IMAGEM DA NOTA "DE VIAGEM" DO JORNAL TRIBUNA POPULAR, SALVADOR, 29 JUN. 1890.
Em 29 de junho de 1890, o jornal Tribuna Popular de Salvador publicou uma crônica assinada por "Zé do Ó" que denunciava, com ironia e indignação, a repressão policial contra um terreiro de candomblé onde se cultuavam os orixás Gonocô (Gunocô) e Ossum-Chê (possivelmente Oxumarê).
"Oh! xentes, gentes! Como pode a polícia fazer tanto alvoroço em um candomblé onde se adoravam Gonocô e Ossum-Chê, deuses que, após o decreto de liberdade de cultos, estão em pleno gozo de seus direitos morais, civis e políticos?"
O cronista questionava a contradição entre o decreto de liberdade religiosa e a persistente perseguição às religiões afro-brasileiras.
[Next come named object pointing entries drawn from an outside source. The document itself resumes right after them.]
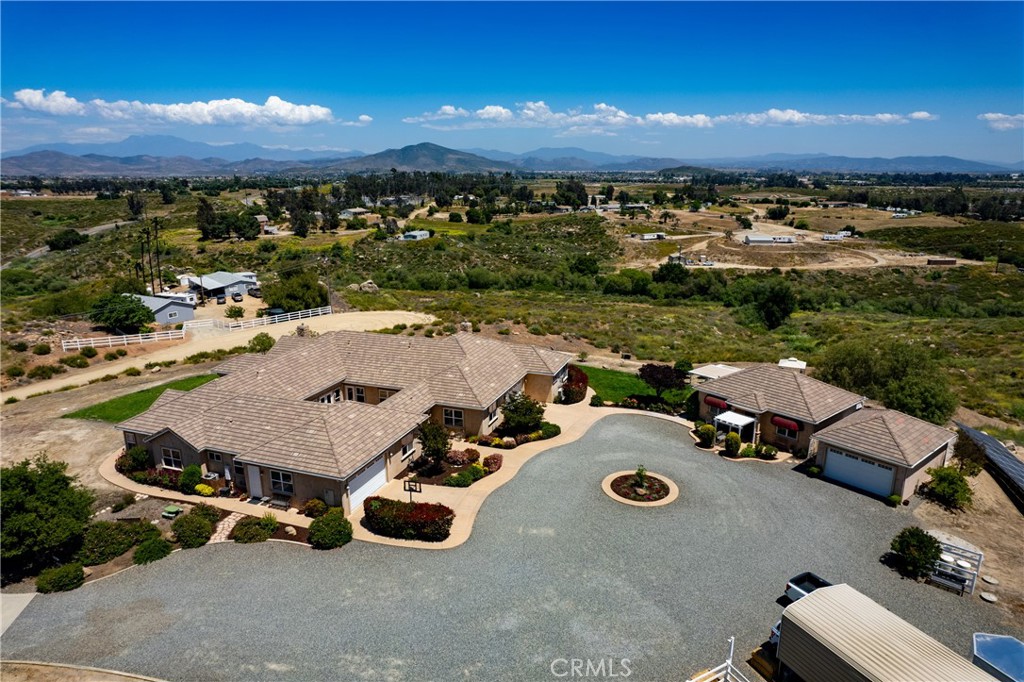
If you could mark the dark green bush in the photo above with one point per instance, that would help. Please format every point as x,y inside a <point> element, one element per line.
<point>192,530</point>
<point>60,579</point>
<point>330,530</point>
<point>192,476</point>
<point>152,550</point>
<point>250,530</point>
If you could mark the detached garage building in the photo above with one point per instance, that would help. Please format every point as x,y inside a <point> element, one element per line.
<point>882,452</point>
<point>839,635</point>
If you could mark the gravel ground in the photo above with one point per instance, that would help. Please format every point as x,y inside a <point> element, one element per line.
<point>552,570</point>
Com humor sagaz, comparava sua própria "religião" - tomar um cálice de vermouth às 8 da noite no quiosque do Pedro Chaves - às práticas do candomblé, argumentando que todas as crenças deveriam ter os mesmos direitos.
"Hoje em dia, todas as religiões têm o mesmo direito que a católica: seja o budismo, o fetichismo, o cisma, o protestantismo, e até a minha, que consiste em tomar um cálice de vermouth às 8 horas da noite no quiosque do Pedro Chaves."
A crônica expunha a hipocrisia das autoridades ao destacar que os próprios policiais consumiam alimentos típicos das tradições afro-brasileiras: "especialmente considerando que todos vocês comeram inhame, acarajé, galinha com azeite de palma e beberam aluá e chuparam vinho em tigelas de barro."
O texto também criticava o tratamento diferenciado dado a homens e mulheres durante a repressão, mencionando que "vocês soltaram as sacerdotisas e prenderam os homens como vocês." A crônica encerrava com um apelo direto: "Se arrespeitem, se querem ser arrespeitados; assim… não serve."
Este texto representa uma forma pioneira de resistência intelectual contra a intolerância religiosa, utilizando o humor e a ironia como armas para denunciar a aplicação seletiva da laicidade estatal e defender o direito constitucional à liberdade de culto das religiões afro-brasileiras.
FONTE:
DE VIAGEM. Tribuna Popular, Salvador, n. 50, p. 3, 29 jun. 1890.